Le possibilità sono:
accredito in conto corrente postale o bancario;
su libretto postale;
su carta ricaricabile.

Per prendere visione del rateo pensione, è sempre possibile utilizzare i servizi digitali del sostituto d’imposta (INPS) per accedere al proprio profilo e verificare le informazioni a riguardo.

Poniamo alcune domande.

Quando devo scegliere come ricevere la pensione?  "La scelta riguardante il metodo di pagamento della pensione deve essere fatto al momento di presentazione della domanda di pensionamento. Sia che questa sia effettuata online, che tramite patronato, difatti, deve essere compilato un apposito campo sulla scelta del metodo di pagamento. Se non viene effettuata alcuna scelta, l’Inps mette in pagamento la pensione presso l’ufficio postale più vicino al domicilio del pensionato".

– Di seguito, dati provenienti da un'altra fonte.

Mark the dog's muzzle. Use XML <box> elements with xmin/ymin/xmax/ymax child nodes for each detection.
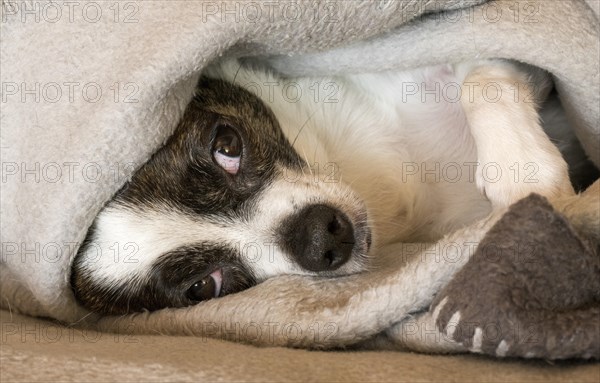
<box><xmin>282</xmin><ymin>205</ymin><xmax>355</xmax><ymax>271</ymax></box>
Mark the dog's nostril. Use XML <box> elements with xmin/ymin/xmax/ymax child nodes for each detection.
<box><xmin>327</xmin><ymin>215</ymin><xmax>340</xmax><ymax>234</ymax></box>
<box><xmin>283</xmin><ymin>205</ymin><xmax>355</xmax><ymax>271</ymax></box>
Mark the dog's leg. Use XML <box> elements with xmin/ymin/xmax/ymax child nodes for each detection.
<box><xmin>457</xmin><ymin>60</ymin><xmax>574</xmax><ymax>207</ymax></box>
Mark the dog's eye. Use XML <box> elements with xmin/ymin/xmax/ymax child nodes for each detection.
<box><xmin>187</xmin><ymin>270</ymin><xmax>222</xmax><ymax>302</ymax></box>
<box><xmin>212</xmin><ymin>124</ymin><xmax>242</xmax><ymax>174</ymax></box>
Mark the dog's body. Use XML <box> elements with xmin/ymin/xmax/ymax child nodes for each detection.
<box><xmin>72</xmin><ymin>61</ymin><xmax>573</xmax><ymax>313</ymax></box>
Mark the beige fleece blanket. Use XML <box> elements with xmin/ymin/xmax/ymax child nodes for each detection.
<box><xmin>0</xmin><ymin>0</ymin><xmax>600</xmax><ymax>360</ymax></box>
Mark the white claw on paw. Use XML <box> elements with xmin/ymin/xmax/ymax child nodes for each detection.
<box><xmin>433</xmin><ymin>297</ymin><xmax>448</xmax><ymax>331</ymax></box>
<box><xmin>469</xmin><ymin>327</ymin><xmax>483</xmax><ymax>354</ymax></box>
<box><xmin>496</xmin><ymin>340</ymin><xmax>509</xmax><ymax>357</ymax></box>
<box><xmin>446</xmin><ymin>311</ymin><xmax>460</xmax><ymax>338</ymax></box>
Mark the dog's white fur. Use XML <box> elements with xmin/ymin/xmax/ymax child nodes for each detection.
<box><xmin>210</xmin><ymin>60</ymin><xmax>574</xmax><ymax>244</ymax></box>
<box><xmin>77</xmin><ymin>60</ymin><xmax>573</xmax><ymax>308</ymax></box>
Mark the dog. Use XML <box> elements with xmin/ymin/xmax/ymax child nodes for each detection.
<box><xmin>71</xmin><ymin>60</ymin><xmax>574</xmax><ymax>314</ymax></box>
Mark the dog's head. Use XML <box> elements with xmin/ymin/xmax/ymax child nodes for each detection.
<box><xmin>71</xmin><ymin>78</ymin><xmax>371</xmax><ymax>314</ymax></box>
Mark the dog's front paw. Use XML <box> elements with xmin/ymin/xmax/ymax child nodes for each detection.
<box><xmin>433</xmin><ymin>292</ymin><xmax>518</xmax><ymax>356</ymax></box>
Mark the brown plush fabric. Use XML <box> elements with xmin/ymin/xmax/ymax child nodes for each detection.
<box><xmin>0</xmin><ymin>311</ymin><xmax>600</xmax><ymax>382</ymax></box>
<box><xmin>433</xmin><ymin>195</ymin><xmax>600</xmax><ymax>359</ymax></box>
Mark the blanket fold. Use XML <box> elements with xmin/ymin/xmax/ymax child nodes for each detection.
<box><xmin>0</xmin><ymin>0</ymin><xmax>600</xmax><ymax>357</ymax></box>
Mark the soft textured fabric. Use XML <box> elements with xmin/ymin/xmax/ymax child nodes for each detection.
<box><xmin>0</xmin><ymin>0</ymin><xmax>600</xmax><ymax>360</ymax></box>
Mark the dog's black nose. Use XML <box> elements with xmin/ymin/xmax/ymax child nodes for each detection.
<box><xmin>283</xmin><ymin>205</ymin><xmax>354</xmax><ymax>271</ymax></box>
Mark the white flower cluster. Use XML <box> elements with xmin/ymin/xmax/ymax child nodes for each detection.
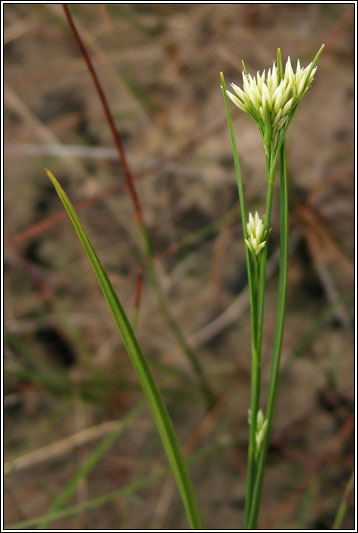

Quali sono i metodi di pagamento della pensione?  "La legge per tutti' ricorda che la pensione può essere pagata: presso un ufficio postale, in contanti; con accredito sul proprio conto corrente; con accredito sul proprio libretto di risparmio; attraverso una carta prepagata ("si tratta di un sistema ancora sperimentale, non presente in tutte le città"); con assegno circolare non trasferibile, emesso solo dalla banca, inviato al proprio domicilio. Il pagamento può essere effettuato anche a una persona delegata."

Quando viene pagata la pensione? "Secondo la nuova disciplina, dal primo giugno 2015 ogni prestazione dell’Inps deve essere pagata nel primo giorno di ciascun mese, o il giorno successivo se si tratta di giornata festiva o non bancabile, con un unico mandato di pagamento: l’unica eccezione è costituita dal mese di gennaio, in cui il pagamento deve essere effettuato il secondo giorno bancabile. Tuttavia, bisogna considerare che le giornate bancabili possono essere differenti, a seconda che il pagamento avvenga tramite Poste Italiane o un diverso Istituto di credito. A partire dal 2017, i pagamenti saranno effettuati nella seconda giornata bancabile, e non più nella prima".

Posso cambiare ufficio di pagamento se mi trasferisco?  Il pensionato può cambiare in qualsiasi momento l’ufficio in cui riscuote la pensione. "Per chiedere il cambio dell’ufficio - spiega 'La legge per tutti' - è necessario utilizzare i seguenti moduli, reperibili nella sezione modulistica del sito dell’Inps: modulo AP03, per richiedere il pagamento della pensione presso una banca; modulo AP04, per richiedere il pagamento della pensione presso Poste Italiane. Se l’interessato è titolare di più pensioni deve presentare un modulo unico. La domanda va presentata presso la propria sede Inps o presso lo sportello in cui si riscuote il trattamento".

Posso delegare un’altra persona a riscuotere la pensione? "È senz'altro possibile delegare un terzo alla riscossione della pensione, ma è necessario che questi sia munito di una specifica delega. La delega può essere rilasciata all’atto di presentazione della domanda di pensione o successivamente, presentando un apposito modulo. La delega deve essere autenticata dal funzionario dell’Inps che riceve la domanda e convalidata dall’Istituto, che rilascerà una comunicazione in duplice copia indirizzata all’ufficio pagatore della prestazione e al pensionato. Ogni volta che il delegato si reca alle Poste o in banca per ricevere la pensione - si ricorda - è tenuto a presentare la comunicazione rilasciata dall’Inps".

Perché la pensione che mi viene pagata è più bassa di quella liquidata? "All’atto della liquidazione della pensione viene stabilito l’ammontare lordo annuo, che deve essere diviso per 13 mensilità. La cifra che si riceve alla mano, però, non è pari a 1/13 della pensione lorda, in quanto sul trattamento viene effettuato il prelievo fiscale. L’Inps, in pratica, è un sostituto d’imposta ed è tenuto a trattenere l’Irpef, le addizionali regionali e comunali; inoltre è obbligato a trattenere eventuali prestiti - cessioni del quinto o eventuali importi pignorati".